The Late Constable John Pasqua
Honourable senators, our colleague Constable John Pasqua died in late August. I stand today to pay homage to him on your behalf.
John worked at the Senate for 27 years. Throughout that time, he made a positive difference in ways many of us might not even realize and in at least as many ways that we do.
Whoever prepared John’s obituary knew him well. It is straightforward and, with only a few descriptive terms, captures his nature and strength of character. Pride and honour, it states, are the things he brought to his professional life and role. His regard for Parliament and those for whom he carried out his responsibilities was evident in his manner and in the consistency of that manner. Making my way to this chamber, I often saw John outside these doors. When we could, we would take a few moments to chat about life, about family.
John’s values and beliefs came across not only through his words but through his actions, too. His involvement in the Government of Canada Workplace Charitable Campaign is an excellent example of this. For him, the annual campaign was clearly about far more than a series of fundraising events. What else but compassion and a sense of duty to people struggling in our community can explain his initiative in creating and running the Harvest of Coins year after year?
In June, as cancer was aggressively taking hold of his body, Senate staff expressed their gratitude to him by ensuring he received a special honour at the Staff Recognition Awards. This gesture, no doubt, strengthened the hope John is said to have held on to, even during the hardest days.
I will never forget the pride I felt that morning of John’s funeral when our constables paid tribute to their colleague with an honour guard, accompanying his casket to and from the service at St. Anthony of Padua Church. It was such a moving tribute to a humble man.
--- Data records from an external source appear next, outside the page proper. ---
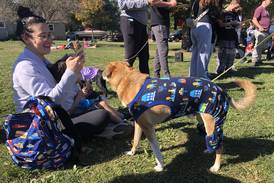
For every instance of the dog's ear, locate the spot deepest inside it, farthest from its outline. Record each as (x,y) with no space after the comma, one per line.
(108,71)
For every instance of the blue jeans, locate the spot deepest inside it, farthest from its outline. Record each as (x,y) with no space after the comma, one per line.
(201,36)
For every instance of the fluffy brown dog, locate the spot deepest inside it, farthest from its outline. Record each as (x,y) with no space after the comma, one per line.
(196,96)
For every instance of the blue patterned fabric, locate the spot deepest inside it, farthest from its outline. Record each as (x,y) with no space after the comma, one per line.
(184,96)
(34,139)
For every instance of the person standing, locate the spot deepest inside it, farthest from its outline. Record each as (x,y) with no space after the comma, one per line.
(202,36)
(160,24)
(133,25)
(261,20)
(227,37)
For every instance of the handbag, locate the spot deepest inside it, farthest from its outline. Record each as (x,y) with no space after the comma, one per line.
(34,138)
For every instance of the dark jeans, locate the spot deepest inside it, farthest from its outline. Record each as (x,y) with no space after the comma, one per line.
(135,36)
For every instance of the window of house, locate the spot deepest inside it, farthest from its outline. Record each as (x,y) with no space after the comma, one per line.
(2,24)
(51,27)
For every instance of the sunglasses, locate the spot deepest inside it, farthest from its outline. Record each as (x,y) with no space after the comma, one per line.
(44,37)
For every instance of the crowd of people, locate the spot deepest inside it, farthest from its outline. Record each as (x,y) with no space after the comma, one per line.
(215,25)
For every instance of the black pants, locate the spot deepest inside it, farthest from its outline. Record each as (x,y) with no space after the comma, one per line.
(135,37)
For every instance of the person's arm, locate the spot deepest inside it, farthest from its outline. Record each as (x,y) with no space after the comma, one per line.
(257,15)
(36,83)
(169,4)
(132,4)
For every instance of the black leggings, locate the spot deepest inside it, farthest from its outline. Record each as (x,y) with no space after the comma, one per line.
(91,123)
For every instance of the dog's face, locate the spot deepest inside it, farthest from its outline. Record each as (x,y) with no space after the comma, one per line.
(115,72)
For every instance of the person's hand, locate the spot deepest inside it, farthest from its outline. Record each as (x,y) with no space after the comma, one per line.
(153,2)
(261,29)
(75,63)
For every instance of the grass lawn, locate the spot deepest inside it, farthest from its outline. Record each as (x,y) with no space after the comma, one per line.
(249,135)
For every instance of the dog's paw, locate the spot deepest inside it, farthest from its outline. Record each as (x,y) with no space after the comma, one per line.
(158,168)
(214,168)
(129,153)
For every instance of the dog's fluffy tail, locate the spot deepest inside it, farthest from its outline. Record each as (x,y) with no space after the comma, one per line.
(249,96)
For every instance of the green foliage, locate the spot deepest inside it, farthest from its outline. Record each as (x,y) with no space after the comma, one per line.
(249,135)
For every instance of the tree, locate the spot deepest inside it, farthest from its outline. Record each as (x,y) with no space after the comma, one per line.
(101,14)
(7,11)
(51,9)
(87,9)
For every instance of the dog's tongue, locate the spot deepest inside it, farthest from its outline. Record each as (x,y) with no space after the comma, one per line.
(88,73)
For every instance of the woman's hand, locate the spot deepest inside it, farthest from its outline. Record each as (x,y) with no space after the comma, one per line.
(75,63)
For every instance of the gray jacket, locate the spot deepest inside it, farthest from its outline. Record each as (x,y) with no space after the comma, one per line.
(31,77)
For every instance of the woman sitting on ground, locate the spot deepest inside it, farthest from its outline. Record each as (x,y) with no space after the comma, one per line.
(31,76)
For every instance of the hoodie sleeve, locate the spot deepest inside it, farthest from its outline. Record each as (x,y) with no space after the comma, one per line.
(132,4)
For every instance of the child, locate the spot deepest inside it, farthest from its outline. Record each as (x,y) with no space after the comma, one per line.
(227,37)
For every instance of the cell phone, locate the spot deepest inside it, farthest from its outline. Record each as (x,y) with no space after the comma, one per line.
(78,47)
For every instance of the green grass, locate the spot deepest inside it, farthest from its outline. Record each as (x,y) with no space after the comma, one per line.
(249,135)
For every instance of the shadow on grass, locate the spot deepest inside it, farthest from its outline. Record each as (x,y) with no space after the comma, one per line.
(193,165)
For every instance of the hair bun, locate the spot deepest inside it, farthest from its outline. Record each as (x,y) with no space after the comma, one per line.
(24,12)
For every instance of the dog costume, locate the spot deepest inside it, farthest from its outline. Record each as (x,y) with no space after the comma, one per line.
(184,96)
(89,73)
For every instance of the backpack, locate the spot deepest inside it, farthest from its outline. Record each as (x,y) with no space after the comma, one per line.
(34,138)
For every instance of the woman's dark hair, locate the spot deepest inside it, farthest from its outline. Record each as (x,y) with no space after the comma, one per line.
(26,19)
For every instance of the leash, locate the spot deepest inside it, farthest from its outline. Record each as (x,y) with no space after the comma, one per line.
(137,52)
(241,60)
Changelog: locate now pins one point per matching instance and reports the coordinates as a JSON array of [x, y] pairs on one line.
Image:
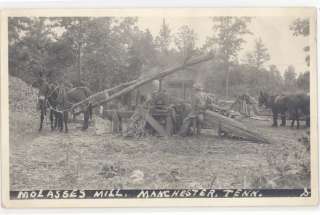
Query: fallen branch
[[232, 126]]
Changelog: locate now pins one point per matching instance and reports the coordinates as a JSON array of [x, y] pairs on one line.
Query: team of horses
[[293, 105], [59, 101]]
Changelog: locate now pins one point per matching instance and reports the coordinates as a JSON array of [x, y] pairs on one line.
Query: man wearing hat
[[196, 116]]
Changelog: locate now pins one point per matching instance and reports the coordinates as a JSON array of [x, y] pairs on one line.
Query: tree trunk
[[227, 81]]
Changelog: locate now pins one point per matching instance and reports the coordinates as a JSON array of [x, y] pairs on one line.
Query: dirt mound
[[22, 97], [23, 116]]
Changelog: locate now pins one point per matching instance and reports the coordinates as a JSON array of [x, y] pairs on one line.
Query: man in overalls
[[196, 116]]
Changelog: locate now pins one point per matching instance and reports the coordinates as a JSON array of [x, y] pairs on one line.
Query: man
[[196, 116]]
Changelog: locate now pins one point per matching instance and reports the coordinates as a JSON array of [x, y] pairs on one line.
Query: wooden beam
[[233, 126], [156, 126], [143, 81]]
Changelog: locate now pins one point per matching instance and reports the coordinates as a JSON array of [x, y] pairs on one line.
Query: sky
[[284, 48]]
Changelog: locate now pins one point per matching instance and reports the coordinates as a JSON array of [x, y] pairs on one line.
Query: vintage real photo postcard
[[159, 107]]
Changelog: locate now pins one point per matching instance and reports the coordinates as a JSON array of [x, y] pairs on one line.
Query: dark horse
[[59, 102], [65, 100], [294, 104], [47, 98]]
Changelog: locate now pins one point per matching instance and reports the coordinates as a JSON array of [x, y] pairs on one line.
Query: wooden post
[[184, 90], [156, 126], [115, 123]]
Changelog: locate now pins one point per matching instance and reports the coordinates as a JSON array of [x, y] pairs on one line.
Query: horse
[[47, 96], [66, 99], [298, 103], [42, 100], [53, 104], [294, 104]]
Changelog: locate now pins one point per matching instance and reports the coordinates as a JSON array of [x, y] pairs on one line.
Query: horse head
[[263, 99]]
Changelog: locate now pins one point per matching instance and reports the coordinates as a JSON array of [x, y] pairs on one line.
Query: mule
[[66, 99], [42, 100], [277, 104], [294, 104]]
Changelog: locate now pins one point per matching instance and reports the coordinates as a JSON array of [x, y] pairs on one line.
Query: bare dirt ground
[[84, 160]]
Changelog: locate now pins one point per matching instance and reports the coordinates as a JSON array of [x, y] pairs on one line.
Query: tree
[[228, 39], [185, 41], [303, 81], [164, 39], [76, 34], [259, 56], [301, 27], [290, 78]]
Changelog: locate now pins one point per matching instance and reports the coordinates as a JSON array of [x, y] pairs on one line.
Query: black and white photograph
[[193, 104]]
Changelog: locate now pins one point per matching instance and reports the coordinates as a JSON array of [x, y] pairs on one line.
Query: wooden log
[[143, 81], [156, 126], [232, 126], [123, 114]]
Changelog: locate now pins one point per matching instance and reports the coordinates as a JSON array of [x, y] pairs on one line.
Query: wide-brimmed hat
[[197, 87]]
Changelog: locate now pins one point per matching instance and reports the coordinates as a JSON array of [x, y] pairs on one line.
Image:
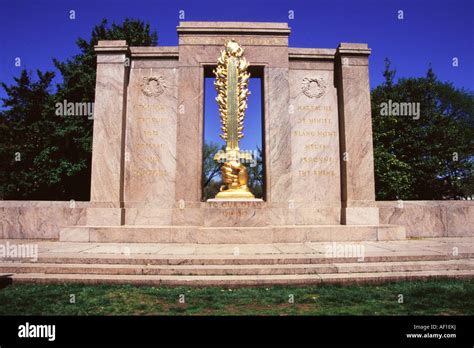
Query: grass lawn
[[434, 297]]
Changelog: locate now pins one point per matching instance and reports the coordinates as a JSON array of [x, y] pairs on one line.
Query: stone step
[[237, 280], [255, 269], [231, 235], [227, 259]]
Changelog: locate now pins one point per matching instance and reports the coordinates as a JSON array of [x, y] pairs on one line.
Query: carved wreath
[[313, 87], [153, 86]]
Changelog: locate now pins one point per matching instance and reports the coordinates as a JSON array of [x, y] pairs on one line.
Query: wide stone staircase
[[230, 265]]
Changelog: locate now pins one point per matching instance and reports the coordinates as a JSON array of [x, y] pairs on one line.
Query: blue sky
[[432, 31]]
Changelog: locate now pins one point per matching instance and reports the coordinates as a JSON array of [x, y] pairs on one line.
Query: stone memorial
[[148, 139]]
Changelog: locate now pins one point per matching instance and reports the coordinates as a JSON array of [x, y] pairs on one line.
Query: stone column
[[355, 129], [108, 143]]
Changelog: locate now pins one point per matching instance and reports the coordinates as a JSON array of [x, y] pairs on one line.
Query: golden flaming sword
[[232, 92]]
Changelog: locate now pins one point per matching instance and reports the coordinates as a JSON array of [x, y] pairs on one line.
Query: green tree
[[56, 151], [426, 158]]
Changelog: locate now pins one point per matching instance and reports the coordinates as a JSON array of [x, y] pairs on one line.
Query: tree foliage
[[45, 156], [426, 158]]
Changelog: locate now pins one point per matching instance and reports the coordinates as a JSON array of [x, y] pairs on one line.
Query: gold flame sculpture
[[232, 92]]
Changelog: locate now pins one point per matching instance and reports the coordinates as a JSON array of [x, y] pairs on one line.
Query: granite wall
[[39, 219], [43, 220], [430, 218]]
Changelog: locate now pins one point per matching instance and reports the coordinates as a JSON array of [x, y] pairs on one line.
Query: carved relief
[[313, 87], [153, 86]]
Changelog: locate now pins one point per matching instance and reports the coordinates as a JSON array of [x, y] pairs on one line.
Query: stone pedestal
[[106, 207], [355, 134]]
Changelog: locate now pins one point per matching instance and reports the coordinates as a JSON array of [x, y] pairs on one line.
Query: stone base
[[226, 235], [105, 216], [360, 216]]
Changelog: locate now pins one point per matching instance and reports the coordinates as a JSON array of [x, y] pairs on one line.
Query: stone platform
[[222, 235], [230, 265]]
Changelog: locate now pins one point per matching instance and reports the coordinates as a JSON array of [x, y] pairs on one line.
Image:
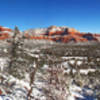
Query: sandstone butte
[[53, 33]]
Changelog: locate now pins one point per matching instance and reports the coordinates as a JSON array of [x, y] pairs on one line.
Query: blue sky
[[84, 15]]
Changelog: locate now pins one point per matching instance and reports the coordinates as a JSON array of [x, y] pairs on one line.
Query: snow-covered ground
[[67, 79]]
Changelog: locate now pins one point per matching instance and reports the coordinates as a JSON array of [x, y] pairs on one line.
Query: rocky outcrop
[[60, 34], [53, 33]]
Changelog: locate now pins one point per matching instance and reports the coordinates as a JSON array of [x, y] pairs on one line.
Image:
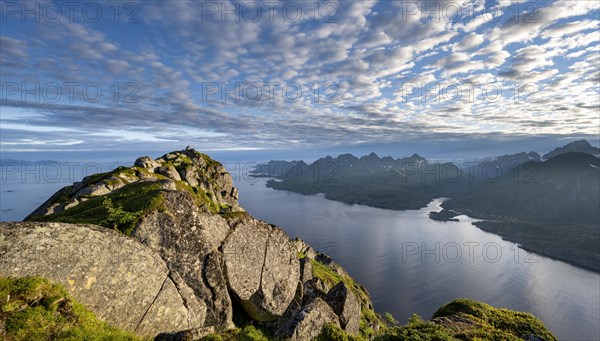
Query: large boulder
[[345, 304], [187, 238], [309, 322], [263, 274], [116, 277]]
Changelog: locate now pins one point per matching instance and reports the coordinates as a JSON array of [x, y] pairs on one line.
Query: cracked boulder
[[187, 239], [345, 304], [262, 268], [102, 268], [308, 323]]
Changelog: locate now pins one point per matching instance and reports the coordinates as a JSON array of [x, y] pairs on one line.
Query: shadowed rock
[[102, 269]]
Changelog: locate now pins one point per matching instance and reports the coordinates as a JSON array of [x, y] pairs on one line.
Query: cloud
[[350, 70]]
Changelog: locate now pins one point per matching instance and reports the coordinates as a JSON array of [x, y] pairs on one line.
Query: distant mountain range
[[549, 204]]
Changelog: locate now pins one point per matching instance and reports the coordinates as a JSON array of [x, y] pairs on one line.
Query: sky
[[395, 77]]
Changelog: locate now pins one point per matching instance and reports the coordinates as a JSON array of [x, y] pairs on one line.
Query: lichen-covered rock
[[345, 304], [263, 274], [169, 171], [114, 276], [305, 270], [309, 322], [147, 163], [205, 178], [187, 237]]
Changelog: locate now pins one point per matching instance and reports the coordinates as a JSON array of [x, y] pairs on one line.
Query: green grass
[[33, 308], [134, 199], [200, 198], [494, 323], [368, 316], [417, 330]]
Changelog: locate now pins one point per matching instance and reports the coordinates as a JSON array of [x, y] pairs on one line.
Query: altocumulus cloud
[[252, 74]]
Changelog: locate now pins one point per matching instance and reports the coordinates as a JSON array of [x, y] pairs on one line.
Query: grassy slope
[[33, 308]]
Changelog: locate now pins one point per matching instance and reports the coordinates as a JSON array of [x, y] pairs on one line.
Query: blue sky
[[308, 75]]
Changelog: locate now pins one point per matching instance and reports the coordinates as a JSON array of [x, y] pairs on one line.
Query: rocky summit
[[172, 254], [163, 250]]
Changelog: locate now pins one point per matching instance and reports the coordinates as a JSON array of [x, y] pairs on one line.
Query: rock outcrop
[[163, 249], [263, 274], [346, 306], [116, 277], [308, 323], [181, 209]]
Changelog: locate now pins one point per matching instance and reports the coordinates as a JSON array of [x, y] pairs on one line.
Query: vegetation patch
[[493, 323], [200, 197], [33, 308], [368, 317], [120, 209]]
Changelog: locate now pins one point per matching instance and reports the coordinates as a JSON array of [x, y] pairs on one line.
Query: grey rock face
[[345, 304], [169, 171], [187, 238], [264, 274], [189, 254], [308, 323], [102, 269], [203, 174], [147, 163]]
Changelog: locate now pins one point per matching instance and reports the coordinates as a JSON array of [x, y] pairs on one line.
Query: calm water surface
[[408, 262], [412, 264]]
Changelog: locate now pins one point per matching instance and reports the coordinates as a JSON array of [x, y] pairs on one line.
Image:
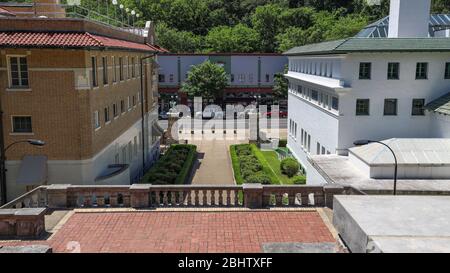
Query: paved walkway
[[192, 232], [214, 164]]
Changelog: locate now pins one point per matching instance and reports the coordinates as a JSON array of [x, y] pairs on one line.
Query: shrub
[[259, 179], [299, 180], [289, 167], [174, 167]]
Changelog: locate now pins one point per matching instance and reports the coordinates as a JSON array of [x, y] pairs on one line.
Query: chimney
[[409, 18]]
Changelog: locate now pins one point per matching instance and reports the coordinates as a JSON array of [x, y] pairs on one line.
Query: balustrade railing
[[175, 196]]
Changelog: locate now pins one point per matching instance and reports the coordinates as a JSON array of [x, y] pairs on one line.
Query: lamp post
[[366, 142], [133, 13], [257, 97], [121, 13], [33, 142], [114, 2], [128, 16]]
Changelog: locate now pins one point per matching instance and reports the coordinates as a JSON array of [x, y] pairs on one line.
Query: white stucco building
[[390, 81]]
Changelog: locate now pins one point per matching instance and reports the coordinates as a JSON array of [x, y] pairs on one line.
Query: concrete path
[[214, 164]]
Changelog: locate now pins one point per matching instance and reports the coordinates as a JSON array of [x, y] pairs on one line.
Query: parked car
[[282, 114], [245, 113], [163, 116]]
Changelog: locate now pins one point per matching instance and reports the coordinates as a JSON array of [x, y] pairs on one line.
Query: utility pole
[[2, 161]]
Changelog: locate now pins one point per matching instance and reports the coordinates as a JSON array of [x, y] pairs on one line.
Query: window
[[418, 107], [130, 151], [393, 71], [124, 155], [128, 67], [107, 117], [22, 125], [105, 70], [302, 137], [422, 71], [96, 120], [115, 112], [365, 71], [133, 68], [135, 145], [94, 71], [309, 143], [114, 69], [390, 107], [447, 71], [315, 95], [122, 106], [18, 69], [362, 107], [121, 69], [335, 103]]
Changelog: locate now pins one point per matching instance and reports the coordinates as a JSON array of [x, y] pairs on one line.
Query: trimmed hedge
[[282, 143], [250, 166], [289, 167], [174, 167]]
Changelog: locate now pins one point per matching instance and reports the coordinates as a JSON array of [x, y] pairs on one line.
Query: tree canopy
[[203, 26], [207, 80]]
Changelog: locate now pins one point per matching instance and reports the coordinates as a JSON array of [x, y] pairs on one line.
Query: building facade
[[80, 87], [248, 74], [368, 88]]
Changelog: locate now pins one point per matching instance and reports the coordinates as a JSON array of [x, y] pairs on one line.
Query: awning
[[33, 171]]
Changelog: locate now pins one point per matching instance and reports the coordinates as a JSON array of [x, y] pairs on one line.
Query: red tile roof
[[59, 39], [6, 12]]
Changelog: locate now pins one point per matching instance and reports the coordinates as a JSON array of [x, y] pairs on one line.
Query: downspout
[[142, 109]]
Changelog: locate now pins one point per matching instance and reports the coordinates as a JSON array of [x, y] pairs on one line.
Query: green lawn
[[272, 159]]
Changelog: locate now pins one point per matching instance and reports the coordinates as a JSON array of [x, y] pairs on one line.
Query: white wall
[[440, 126], [380, 127], [84, 172], [338, 132], [272, 65]]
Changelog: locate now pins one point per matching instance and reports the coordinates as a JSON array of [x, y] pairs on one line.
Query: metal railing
[[64, 10]]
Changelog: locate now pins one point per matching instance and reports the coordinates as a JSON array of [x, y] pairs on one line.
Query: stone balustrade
[[155, 196], [24, 216]]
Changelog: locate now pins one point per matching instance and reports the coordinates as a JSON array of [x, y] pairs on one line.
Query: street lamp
[[121, 6], [115, 10], [257, 97], [33, 142], [366, 142]]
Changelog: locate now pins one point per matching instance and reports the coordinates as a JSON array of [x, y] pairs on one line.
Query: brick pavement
[[192, 232]]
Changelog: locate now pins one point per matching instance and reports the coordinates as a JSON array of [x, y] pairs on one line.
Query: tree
[[232, 39], [206, 80], [266, 21], [281, 85], [177, 41]]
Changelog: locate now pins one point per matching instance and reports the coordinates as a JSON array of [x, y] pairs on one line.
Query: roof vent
[[409, 18]]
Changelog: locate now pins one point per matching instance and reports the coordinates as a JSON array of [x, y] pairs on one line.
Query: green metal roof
[[373, 45], [441, 105]]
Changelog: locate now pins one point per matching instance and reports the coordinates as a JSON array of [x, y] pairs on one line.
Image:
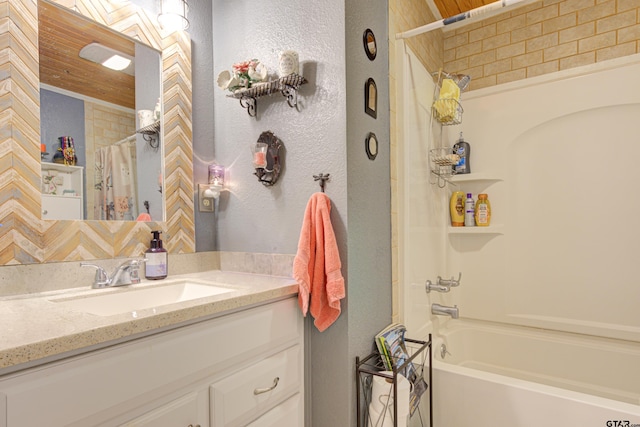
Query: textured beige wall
[[541, 38]]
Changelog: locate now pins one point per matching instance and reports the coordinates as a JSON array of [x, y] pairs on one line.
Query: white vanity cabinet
[[218, 372]]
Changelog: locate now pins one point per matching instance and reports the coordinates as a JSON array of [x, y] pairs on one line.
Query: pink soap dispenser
[[156, 255]]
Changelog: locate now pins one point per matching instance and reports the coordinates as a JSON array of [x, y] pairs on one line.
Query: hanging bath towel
[[317, 265]]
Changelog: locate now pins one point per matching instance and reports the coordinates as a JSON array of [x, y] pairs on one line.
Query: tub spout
[[443, 310]]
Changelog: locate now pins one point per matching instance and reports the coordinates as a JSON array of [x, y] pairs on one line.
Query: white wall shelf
[[474, 177]]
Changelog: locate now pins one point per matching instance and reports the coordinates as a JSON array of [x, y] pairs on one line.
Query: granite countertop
[[37, 328]]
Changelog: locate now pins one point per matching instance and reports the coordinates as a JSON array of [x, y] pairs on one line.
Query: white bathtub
[[523, 377]]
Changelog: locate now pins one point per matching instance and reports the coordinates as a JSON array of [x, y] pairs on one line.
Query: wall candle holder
[[267, 158], [216, 181]]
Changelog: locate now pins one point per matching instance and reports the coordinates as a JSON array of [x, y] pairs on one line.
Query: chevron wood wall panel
[[24, 237]]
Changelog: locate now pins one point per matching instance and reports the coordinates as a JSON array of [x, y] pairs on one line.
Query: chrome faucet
[[442, 285], [443, 310], [125, 274]]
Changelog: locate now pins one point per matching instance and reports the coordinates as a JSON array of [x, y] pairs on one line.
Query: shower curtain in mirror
[[115, 196]]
John’s daughters spoke at the service, delivering their own personal and heartwarming tributes to their dad. Their words showed him to be a loving father who worked hard every day, but as important as his job was to him, his ultimate priority was his family.
John was only 54 when he died. It is too young to leave your children, your wife, your siblings and your parents. It is too early for a family to lose a father, a husband, a brother and a son.
As mentioned by the Speaker today, we are fortunate to have in attendance John’s wife Rosamaria Pasqua, their two daughters Melissa and Cristina, and Cristina’s fiancé Hans Paredes.
So today, on behalf of all of us in the chamber — because the constables, stenographers, pages and others, we are all, Your Honour, one family, working in this together — our deepest sympathies, and my deepest sympathies, go out to each of you and your extended family for your loss, and we feel John’s absence here too.
If I can add one more personal note, I will never, ever forget his courtesy and, above all, his smile.